Петербургский миф Соломона Волкова

Опубликовано: 1 июля 2001 г.
Рубрики:

СЕРДЦЕ НА КОНЧИКЕ ПАЛЬЦА

Соломон Волков 2000г. Фото Геннадия Крочика.

У музыковеда и культуролога Соломона Волкова слава "диалогиста". Он, как известно, разговорил даже такого молчуна, как Дмитрий Дмитриевич Шостакович, в результате наговорившего ему целую книгу - мемуары "Свидетельство". Потом были "Диалоги с Иосифом Бродским", вот-вот в Москве выйдут беседы с Баланчиным (в США уже вышли). В архиве у Волкова немало ещё записей интересных разговоров. Но вот недавно вышедшую "Историю культуры Санкт-Петербурга" Волков написал вне типичного для него соавторства с великими людьми.

- Удивительно, Соломон, но на русском я прочла другую книгу - не ту, что несколько лет назад в Америке!

- Учтите, что перевод на английский был один к одному.

- В оригинале я прочла не столько историю города, сколько просто "историю" - историю, которая случилась с образом города - Петербурга - в российском культурном сознании. Те страницы, которые на английском казались мне ликбезом для иностранцев, на русском вдруг стали вашим личным рассказом о том, чем вас этот город не отпускает. При том, что о себе вы почти не говорите.

- Да, моя книга не академический исторический труд. Это история не города, а мифа о городе. Мифология Петербурга возникла раньше его истории. Это Петр I так устроил. Кто автор мифа о Петербурге? Сам Петр. А Пушкин "Медным всадником" этот миф раскрутил.

- А вы - автор своего, субъективного мифа о Петербурге. Будущее покажет, станет ли он частью коллективной мифологии.

- Я вот что вам скажу о субъективном и объективном. То, что такой книги не было, это объективный факт.

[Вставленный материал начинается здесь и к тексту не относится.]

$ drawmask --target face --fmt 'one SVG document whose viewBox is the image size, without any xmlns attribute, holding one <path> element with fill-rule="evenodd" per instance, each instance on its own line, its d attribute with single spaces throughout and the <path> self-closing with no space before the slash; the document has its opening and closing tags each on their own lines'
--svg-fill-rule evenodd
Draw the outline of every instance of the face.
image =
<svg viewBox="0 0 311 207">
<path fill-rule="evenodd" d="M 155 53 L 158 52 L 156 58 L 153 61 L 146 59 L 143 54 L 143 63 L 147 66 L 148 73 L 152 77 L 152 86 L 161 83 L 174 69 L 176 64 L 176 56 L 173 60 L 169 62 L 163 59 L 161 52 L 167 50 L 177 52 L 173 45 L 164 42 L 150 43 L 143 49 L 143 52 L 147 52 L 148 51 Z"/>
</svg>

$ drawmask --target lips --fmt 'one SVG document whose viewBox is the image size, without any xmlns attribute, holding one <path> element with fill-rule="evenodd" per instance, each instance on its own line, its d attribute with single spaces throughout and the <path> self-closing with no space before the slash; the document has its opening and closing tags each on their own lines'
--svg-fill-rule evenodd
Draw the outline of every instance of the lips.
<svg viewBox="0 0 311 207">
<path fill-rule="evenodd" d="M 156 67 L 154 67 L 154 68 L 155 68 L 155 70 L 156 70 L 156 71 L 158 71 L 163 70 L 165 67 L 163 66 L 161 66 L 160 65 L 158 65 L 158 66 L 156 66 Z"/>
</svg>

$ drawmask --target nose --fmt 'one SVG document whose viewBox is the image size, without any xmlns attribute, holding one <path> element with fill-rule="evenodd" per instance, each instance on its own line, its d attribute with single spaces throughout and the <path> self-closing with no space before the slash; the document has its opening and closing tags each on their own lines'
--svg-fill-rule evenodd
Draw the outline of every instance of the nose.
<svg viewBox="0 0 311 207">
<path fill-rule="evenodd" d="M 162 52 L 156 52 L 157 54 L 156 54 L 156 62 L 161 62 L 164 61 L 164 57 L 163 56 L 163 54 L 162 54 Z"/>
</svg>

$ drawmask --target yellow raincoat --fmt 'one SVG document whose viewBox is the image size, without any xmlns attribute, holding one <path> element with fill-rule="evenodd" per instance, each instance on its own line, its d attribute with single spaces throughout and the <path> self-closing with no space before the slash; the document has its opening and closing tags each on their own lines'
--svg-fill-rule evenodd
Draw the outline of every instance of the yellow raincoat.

Это вовсе не качественная оценка, а чисто количественная: я рассматриваю историю Петербурга от 1703 г. (основание города) вплоть до 1991 г. (возвращение городу его исторического имени) - такого охвата темы "по горизонтали" до сих пор ещё не было. Но и "по вертикали", так сказать, это первый такой труд, где охвачено все - от литературы до музыки, от Пушкина и Гоголя до Гребенщикова и Шевчука.

Субъективность книги в том, что она во многом - свидетельство очевидца. Потом придут исследователи, которые из архивов извлекут горы документов и напишут в тысячу раз более объективную книгу, замечательно! Но ни один из этих будущих историков не сможет сказать, что он встречался и разговаривал с Ахматовой, Шостаковичем, Баланчиным, Бродским и десятками других важных деятелей петербургской культуры. В этом "особость", если угодно, моей работы.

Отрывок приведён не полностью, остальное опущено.